The old adage, ‘buyer beware’ still holds true for all of us purchasing and consuming foodstuffs from an ever increasing range of commercial food outlets, be they roadside, Vietnamese, Mongolian, Burger or supermarket. It is reassuring to know that the entire food chain from seed to plate is strongly governed by a plethora of legislation that covers food production, labelling, packaging and much more.

However, the hospitality industry, as an end-user of this supply chain, under legislation introduced in December 2014 requires all food-handlers and service staff in the hospitality industry to be thoroughly ‘educated’ on the allergens that naturally occur in our foodstuffs and to be aware of the allergies that develop.

It is estimated that 1-2% of adults and 5-8% of children have food allergies. This equates to around 2 million people living in the UK with a food allergy and this figure does not include those with food intolerances. This means the actual number of affected people living with food allergy and/or food intolerance is considerably more.

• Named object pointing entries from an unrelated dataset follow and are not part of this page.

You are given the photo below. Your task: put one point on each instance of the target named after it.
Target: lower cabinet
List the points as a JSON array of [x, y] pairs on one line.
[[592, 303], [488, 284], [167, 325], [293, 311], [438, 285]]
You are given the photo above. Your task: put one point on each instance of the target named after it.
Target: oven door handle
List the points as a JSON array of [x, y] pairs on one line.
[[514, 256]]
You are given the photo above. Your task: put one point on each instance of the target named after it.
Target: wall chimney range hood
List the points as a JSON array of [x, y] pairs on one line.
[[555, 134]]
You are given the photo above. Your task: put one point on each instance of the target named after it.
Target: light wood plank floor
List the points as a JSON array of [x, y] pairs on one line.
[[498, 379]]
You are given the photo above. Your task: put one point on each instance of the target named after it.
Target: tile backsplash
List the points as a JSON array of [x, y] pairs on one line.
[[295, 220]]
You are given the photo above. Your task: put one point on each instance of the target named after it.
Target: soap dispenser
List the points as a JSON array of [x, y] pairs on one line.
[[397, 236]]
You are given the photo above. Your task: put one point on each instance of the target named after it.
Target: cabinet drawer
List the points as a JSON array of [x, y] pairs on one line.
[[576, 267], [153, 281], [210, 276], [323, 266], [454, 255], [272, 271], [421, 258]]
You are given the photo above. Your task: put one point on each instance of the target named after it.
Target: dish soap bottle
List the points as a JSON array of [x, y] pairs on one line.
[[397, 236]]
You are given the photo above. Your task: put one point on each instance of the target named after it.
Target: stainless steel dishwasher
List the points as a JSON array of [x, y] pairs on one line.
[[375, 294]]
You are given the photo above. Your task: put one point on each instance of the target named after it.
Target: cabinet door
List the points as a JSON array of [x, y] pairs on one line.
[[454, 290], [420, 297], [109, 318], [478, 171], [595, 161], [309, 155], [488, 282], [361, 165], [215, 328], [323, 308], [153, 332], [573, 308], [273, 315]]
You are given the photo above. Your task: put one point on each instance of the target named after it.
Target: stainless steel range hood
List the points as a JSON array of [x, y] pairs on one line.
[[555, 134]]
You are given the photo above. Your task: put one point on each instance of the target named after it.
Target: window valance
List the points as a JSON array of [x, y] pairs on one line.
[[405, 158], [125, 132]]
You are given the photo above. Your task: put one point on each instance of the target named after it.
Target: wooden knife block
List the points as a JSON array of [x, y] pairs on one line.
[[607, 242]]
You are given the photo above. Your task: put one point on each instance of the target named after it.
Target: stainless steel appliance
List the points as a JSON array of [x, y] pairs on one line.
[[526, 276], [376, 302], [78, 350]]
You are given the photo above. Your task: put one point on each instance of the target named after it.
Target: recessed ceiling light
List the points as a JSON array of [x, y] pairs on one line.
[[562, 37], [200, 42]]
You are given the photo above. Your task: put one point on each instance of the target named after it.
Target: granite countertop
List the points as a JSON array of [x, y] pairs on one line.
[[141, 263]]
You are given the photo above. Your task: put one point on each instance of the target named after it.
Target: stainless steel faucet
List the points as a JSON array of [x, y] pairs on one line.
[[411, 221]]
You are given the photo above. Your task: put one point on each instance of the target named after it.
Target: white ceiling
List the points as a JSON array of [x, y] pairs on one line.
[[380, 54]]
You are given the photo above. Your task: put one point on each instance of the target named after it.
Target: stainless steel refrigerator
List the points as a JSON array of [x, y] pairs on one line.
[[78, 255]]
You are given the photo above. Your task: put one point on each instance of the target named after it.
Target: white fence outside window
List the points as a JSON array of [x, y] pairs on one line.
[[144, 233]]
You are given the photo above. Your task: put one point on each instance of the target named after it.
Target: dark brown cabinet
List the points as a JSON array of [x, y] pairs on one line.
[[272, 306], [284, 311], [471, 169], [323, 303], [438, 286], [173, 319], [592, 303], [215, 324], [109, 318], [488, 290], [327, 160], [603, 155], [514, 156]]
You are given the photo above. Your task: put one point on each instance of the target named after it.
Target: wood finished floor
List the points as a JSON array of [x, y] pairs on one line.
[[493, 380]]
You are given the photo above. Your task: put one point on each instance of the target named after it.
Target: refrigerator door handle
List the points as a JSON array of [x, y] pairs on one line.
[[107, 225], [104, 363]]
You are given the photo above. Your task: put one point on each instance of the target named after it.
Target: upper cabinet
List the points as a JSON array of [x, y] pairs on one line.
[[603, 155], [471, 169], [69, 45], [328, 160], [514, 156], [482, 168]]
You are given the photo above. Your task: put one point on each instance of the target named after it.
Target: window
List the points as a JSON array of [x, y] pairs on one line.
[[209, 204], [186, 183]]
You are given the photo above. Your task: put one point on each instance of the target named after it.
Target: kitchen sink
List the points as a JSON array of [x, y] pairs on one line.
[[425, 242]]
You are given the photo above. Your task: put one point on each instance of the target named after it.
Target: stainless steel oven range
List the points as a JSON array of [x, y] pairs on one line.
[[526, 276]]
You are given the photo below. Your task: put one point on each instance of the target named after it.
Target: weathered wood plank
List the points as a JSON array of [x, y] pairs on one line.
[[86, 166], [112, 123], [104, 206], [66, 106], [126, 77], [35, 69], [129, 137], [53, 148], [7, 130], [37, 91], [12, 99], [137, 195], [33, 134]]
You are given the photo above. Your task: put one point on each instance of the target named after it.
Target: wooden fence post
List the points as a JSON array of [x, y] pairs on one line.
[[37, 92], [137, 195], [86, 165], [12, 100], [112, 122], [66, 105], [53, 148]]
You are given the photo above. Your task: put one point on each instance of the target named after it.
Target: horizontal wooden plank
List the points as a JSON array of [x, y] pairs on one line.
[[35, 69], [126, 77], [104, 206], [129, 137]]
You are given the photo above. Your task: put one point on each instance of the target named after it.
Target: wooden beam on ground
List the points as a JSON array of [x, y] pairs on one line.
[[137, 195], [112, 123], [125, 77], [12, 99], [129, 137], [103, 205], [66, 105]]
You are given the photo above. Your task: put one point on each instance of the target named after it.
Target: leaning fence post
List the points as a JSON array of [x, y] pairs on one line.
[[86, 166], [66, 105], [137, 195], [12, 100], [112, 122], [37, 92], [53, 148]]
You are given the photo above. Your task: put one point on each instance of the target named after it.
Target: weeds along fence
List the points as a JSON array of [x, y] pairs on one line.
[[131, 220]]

The Food Standards Agency states that “An allergic reaction can be produced by a tiny amount of a food ingredient that a person is sensitive to (for example a teaspoon of milk powder, a fragment of peanut or just one or two sesame seeds). Symptoms of an allergic reaction can range from mild symptoms such as itching around the mouth and rashes; and can progress to more severe symptoms such as vomiting, diarrhoea, wheezing and on occasion anaphylaxis (shock). Around ten people in the UK die from allergic reactions to food every year”.

There is no cure for food allergy. The only way to manage the condition is to avoid food that makes the person ill. As a consumer, this can be achieved by checking the ingredients details on labels of prepacked foods and asking food handlers for the allergen ingredients information on non-prepacked foods. The onus is now on the front line of the food service industry to be fully aware of what they are serving and advise, if asked, if it is safe for consumption by the allergy-intolerant consumer. All food businesses from January 2015 must provide clear and accurate information about allergenic ingredients in their products.

Let both the buyer and seller beware.